Letters to the Editor: How ‘The Twilight Zone’ predicted the Kardashians

Travis Barker and Kourtney Kardashian walk into a room during a family barbecue.
Travis Barker and Kourtney Kardashian in “The Kardashians.”

To the editor: I couldn’t agree more with columnist Robin Abcarian’s assessment of the Kardashian enterprise and its strange place in our culture.

When I see how much they apparently rely on cosmetic surgery, especially the changed face of Khloe Kardashian, I am reminded of a “Twilight Zone” episode entitled “Number 12 Looks Just Like You.”

In this show’s dystopian future, when young people become adults, they must go through a “transformation” by choosing a “perfect” body from a catalogue of faces. In so doing, they lose any unique characteristics or traits that lend individuality to the person and endear them to others, and they must wear a name tag to state who they are.


Are we (almost) there yet?

Mary Clumeck, Santa Ana


To the editor: Abcarian watches “The Kardashians”?

I admire Abcarian, I have looked forward to her columns for years, I even spoke to her on some radio show about 20 years ago. Now I find out she watches that superficial, ubiquitous power family?

My friend for 50 years, now a retired therapist, also watches. Actually, knowing her, that really doesn’t surprise me.

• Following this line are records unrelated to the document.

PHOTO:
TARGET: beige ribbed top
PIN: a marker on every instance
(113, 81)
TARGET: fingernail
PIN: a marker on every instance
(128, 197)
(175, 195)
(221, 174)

I read something on the Kardashians celebrating 20 years on TV in which someone wrote that they were proud to say they had never seen one episode. I second that — not one!

But Abcarian? It will take me some time to get over this.

Vicki Stern, Thousand Oaks


To the editor: I’m impressed and encouraged by the keen observation of Abcarian’s 12-year-old niece that the Kardashians “look plastic.”


The reality is that the “cultural force” of the Kardashians is predicated solely on their prodigious narcissism. But what is most disturbing is the superficiality that they represent is emulated and followed by a group as equally self-absorbed. Celebrities proudly and relentlessly displaying photos of their sculpted bodies are a manifestation of this obsessive narcissism.

Let us not denigrate the Greek mythological Narcissus, who only fell in love with his own reflection, but did not desire the approbation of his peers — unlike the Kardashians, who require constant attention.

We cannot condemn the Kardashians; they’re just selling their product. We must, however, be demoralized by the people who obsess over what the Kardashians represent, which is actually too much of nothing.